Though it’s not anything that could be called a ‘surge’ upward, the eurozone’s economy is still showing signs of recovery as of the the last quarter of 2013, according to Markit, the marketing research company. Data taken from a survey of purchasing managers across Europe indicated that Germany is still well ahead of the field, with its closest competitor, France, trailing by a significant margin.
Activity and production in the region’s factories showed the strongest uptick seen since June of 2011, supporting an overall increase in PMI (purchasing managers index) from 51.7 in November to 52.1 in December of 2013. Markit’s chief economist Chris Williamson observed that the collective PMIs are in line with the minor increase of 0.2 in GDP during the fourth quarter of 2013, and they suggest that there was a significant improvement in the general economy and better things in store for 2014.

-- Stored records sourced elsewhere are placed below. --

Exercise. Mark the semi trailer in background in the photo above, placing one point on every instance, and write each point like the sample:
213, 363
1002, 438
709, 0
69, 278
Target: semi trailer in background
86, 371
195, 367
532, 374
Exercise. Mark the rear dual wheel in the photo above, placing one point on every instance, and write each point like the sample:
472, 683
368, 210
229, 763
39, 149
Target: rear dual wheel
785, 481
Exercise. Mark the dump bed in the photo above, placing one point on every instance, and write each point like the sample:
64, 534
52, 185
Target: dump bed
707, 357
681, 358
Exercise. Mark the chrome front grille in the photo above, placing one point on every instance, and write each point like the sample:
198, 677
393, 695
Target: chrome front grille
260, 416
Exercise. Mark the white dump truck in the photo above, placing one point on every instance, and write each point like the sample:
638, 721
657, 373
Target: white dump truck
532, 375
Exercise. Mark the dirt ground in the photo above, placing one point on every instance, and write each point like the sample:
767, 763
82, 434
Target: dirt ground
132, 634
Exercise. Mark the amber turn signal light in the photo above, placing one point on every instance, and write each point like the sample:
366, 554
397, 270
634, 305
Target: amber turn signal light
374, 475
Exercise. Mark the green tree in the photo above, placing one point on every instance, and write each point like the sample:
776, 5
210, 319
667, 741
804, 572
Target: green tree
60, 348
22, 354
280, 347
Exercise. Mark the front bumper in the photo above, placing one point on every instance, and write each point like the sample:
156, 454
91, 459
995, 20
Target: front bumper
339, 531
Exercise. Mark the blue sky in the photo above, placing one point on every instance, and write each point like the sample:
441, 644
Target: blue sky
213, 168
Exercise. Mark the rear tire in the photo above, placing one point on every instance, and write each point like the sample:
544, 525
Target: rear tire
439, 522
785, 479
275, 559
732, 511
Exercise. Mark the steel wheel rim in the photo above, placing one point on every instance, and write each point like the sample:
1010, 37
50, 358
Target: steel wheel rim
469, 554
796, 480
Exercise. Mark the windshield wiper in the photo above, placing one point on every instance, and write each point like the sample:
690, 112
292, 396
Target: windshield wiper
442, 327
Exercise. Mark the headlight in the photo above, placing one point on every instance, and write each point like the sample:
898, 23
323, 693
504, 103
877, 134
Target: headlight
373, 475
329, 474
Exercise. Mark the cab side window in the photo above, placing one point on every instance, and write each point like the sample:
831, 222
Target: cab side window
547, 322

Mr. Williamson also noted that the upswing in business activity observed during December was the second-largest increase in the past two and a half years, bringing the overall picture for the last quarter up to the best one seen since 2011. Taken together, Markit’s figures indicate a gradual rebound is taking place in the eurozone, though analysts have been fairly pessimistic in the last few months.
At the moment France is lagging at second place in the recovery mode; Germany’s PMI registered as 55, well over the 50 figure that signifies economic expansion, but France came in at only 47.3, its lowest in seven months. However, according to some economists, the PMIs for France show an unnecessarily gloomy picture that doesn’t match up with other data.
As of the most recent analysis, the eurozone’s economic recovery will be taking place in small and gradual increments in the near future, with exports being the main growth support. The main factors holding it back involve some of the more distressed countries with a high level of private and public debt.